そういえば、昨日禅先輩も有紀乃先輩のことを「姫」って呼んでいた気がする。
王子っていうのは、まさか、僕のことじゃないよね。ははは、まさか。
「ちょっと待ってよ、私は姫様じゃないって言ったでしょ! それに、在人くんはアルバイトに来てくれただけなんだから!」
有紀乃先輩が珍しく慌てたように否定する。デスヨネー。小人たちは納得がいかない様子でそれぞれ「なぜじゃ」「話が違う」と騒いでいたけれど、先輩に見つめられてすぐにおとなしくなった。やっぱり僕のことじゃなかったのか、なんて。僕は当たり前なのにほんのちょっとだけがっかりしていた。
小人たちと話を終えた有紀乃先輩が僕に向き直る。
「在人くん、今日あの店で働いてどうだった?」
「正直疲れました。だけど、パンが美味しいし、お客さんの嬉しそうな顔を見るとこっちも嬉しくなって、すごく楽しかったです。でも……」
パンの袋を持った手に自然と力がこもった。こんなに美味しいパンなのに、売れ残ったら捨てなきゃいけないなんて。売れ残るとわかっていても焼かなきゃいけない時があるなんて。もったいない。だけど、そんなこと有紀乃先輩に言っても仕方ない。

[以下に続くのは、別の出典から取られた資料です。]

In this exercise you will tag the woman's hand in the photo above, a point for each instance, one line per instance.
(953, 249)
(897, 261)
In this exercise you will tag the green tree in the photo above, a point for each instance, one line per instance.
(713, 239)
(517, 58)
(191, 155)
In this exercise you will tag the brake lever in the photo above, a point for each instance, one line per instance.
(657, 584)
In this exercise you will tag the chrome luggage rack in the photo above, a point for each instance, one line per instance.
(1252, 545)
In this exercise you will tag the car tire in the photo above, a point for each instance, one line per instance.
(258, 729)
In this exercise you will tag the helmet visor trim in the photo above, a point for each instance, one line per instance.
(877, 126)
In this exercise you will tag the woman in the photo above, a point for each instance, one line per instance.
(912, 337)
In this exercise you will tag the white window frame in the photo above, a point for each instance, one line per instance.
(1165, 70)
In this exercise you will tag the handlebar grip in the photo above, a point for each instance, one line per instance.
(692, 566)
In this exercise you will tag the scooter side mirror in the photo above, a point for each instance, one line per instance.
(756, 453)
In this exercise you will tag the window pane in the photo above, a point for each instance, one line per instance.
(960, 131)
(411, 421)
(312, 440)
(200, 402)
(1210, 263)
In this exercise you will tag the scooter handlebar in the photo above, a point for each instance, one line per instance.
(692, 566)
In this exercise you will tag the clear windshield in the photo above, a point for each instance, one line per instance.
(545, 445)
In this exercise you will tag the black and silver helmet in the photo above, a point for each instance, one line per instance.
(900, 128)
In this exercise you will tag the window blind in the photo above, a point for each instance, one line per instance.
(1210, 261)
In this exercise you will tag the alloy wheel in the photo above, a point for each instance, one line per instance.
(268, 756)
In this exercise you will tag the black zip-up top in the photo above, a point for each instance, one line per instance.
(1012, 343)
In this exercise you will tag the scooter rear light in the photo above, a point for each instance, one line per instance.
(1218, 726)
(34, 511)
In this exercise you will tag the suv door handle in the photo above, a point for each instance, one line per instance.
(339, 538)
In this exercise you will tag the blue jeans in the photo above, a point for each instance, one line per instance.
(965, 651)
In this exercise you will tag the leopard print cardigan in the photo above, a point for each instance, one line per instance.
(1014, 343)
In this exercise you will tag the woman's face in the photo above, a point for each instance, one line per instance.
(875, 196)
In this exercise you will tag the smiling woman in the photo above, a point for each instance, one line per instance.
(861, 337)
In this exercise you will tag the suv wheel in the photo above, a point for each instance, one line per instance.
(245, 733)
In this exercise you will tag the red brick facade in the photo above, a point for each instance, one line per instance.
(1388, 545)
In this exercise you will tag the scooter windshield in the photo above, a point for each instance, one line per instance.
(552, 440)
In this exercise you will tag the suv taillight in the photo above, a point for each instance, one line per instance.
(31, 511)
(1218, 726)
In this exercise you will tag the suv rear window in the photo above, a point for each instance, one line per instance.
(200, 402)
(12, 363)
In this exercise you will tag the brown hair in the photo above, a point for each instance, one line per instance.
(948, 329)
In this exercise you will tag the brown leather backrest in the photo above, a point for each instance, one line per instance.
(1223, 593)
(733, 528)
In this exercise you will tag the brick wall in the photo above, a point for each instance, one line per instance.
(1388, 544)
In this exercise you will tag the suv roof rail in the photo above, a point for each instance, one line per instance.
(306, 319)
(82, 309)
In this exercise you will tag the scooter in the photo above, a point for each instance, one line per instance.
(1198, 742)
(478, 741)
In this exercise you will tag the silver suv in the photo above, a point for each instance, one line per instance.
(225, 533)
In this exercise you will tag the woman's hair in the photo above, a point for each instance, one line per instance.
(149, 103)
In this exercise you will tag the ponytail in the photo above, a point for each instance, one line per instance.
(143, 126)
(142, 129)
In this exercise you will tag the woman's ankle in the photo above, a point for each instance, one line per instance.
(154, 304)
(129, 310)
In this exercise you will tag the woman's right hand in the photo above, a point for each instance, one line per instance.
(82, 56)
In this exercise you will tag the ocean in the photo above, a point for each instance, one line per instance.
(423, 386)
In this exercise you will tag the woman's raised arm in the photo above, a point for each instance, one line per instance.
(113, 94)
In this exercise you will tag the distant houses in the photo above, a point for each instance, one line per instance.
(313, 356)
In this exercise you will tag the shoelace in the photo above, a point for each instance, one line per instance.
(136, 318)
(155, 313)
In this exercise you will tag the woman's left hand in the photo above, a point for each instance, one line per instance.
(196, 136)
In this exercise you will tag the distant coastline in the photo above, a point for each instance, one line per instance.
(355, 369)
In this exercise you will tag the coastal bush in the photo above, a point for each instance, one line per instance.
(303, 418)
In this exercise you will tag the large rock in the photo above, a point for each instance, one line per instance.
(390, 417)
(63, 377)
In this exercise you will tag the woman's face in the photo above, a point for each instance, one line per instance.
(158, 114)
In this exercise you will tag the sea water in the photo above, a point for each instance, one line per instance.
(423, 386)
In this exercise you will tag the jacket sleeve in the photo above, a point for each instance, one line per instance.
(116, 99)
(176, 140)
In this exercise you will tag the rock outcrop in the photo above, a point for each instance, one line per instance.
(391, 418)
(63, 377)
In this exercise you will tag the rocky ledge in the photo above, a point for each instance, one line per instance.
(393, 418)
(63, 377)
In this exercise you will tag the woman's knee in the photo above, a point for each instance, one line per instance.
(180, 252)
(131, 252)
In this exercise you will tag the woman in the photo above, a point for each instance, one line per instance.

「でも、もったいないよね、このパン。だから、私たちが責任持って美味しく頂くわけ」
有紀乃先輩はにっこりして、テーブルの上の大きな皿にザラザラとパンを注いだ。そのパンは奪い合うように小人たちの口に入り、絶対食べきれないと思っていたのにあっという間に減っていった。
「在人くんも食べる? お腹減ったでしょ?」
「あ、いえ、大丈夫です。ずっとパンを見てたんで、あんまりお腹減ってないです」
この言葉は嘘でなく、空腹よりも疲労の方が優っていた。それなら、と有紀乃先輩は外で紅茶を淹れてくれた。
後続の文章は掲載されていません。